Jared tomou um dos maiores sustos de sua vida, parecia ter acordado de um sonho bom, quando saiu do colo do Jensen, pulando imediatamente para o lado onde estava anteriormente.

Jensen tentava se recompor ajeitando a camisa um pouco amassada, abaixando-se de leve até a barra da calça e puxando sua nove milímetros antes de levantar-se em pé.

- Jensen! – Jared disse em forma de advertência para que o loiro não fizesse nenhuma bobagem.

Ele não esperou nenhuma reação de James, apenas mirou o revólver no coração do moreno que segurou o fôlego involuntariamente.

- Me dê um motivo. – Jensen disse entre dentes. – Um motivo pra não te transformar num monte de lixo.

- Eu vou embora, ok? – James respondeu claramente tenso.

- É um ótimo motivo. – O loiro baixou a arma e esperou que James saísse.

Ele respirou fundo, ainda de costas para Jared, observando Jaes sair batido. O moreno sabia muito bem a hora em que deveria sair de cena. Literalmente deixar Jensen furioso a ponto de fazê-lo puxar a própria arma, era um dos mos momentos raros.

- Jensen... Desde quando perde a cabeça dessa forma? – Jared perguntou um pouco assustado, levantando-se e indo até Jensen. – Desnecessário.

Jensen guardou a arma dentro do coldre de onde havia tirado, no tornozelo, e virou-se para encarar Jared. Ele voltou a se acalmar e estava com uma imensa vontade de rir.

- Desculpe. – O loiro murmurou, recebendo um abraço de um Jared que tentava esconder o sorriso no ombro de Jensen. – Você, Jared... Eu não sei o que você tem...

- Ele estava bem longe de mim, nem tente me culpar... – Jared disse, voltando a olhar Jensen, soltando-se do abraço, mas não das mãos.

- Não quero ninguém perto de você mesmo. – Jensen disse, soltando as mãos de Jared e segurando no rosto do mais novo, falando enquanto olhava nos olhos dele.

- Então Lafferty estava certo? – Jared perguntou, colando seu corpo ao dele, falando baixo, mais perto do rosto de Jensen. – Está apaixonado?

- Estou? – Jensen brincou, falando no mesmo tom.

- Isso é impossível. – Jared riu, descendo as mãos pelo peito e barriga do mais velho.

- Por que?
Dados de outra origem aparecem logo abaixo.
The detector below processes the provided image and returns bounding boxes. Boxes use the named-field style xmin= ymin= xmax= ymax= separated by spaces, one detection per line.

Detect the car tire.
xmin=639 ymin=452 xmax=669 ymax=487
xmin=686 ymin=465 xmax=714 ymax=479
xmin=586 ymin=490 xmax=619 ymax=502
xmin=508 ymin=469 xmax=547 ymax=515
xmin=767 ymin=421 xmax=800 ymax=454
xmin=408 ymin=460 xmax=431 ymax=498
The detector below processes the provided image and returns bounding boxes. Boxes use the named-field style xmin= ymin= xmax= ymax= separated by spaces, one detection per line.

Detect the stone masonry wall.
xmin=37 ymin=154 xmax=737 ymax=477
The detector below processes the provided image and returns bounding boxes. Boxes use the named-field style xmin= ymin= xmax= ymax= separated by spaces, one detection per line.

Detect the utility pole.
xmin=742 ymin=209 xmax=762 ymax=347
Eu sei que minhas atividades são contra a lei, mas... É ilegal mafiosos se apaixonarem? – Jensen disse num tom tão ingênuo que Jared riu com vontade, mostrando as covinhas e os dentes bem cuidados.

Jensen apenas o observou rir, e rir sem parar e acabou rindo também. O som da risada dele era uma das coisas mais incríveis que Jensen já havia escutado. Ele nunca em toda sua vida havia se sentido daquele jeito com alguém.

- Ei... – Ele disse quando Jared voltou a olhar pra ele. – Vamos embora daqui?

- Você já quer ir? – Jared perguntou ainda sorrindo. – Acabamos de chegar!

- Não quero ficar aqui! – O loiro respondeu, voltando a segurar as mãos de Jared. – Quero te mostrar um lugar aqui em Miami mesmo...

- Tudo bem. – O mais novo disse assentindo com a cabeça.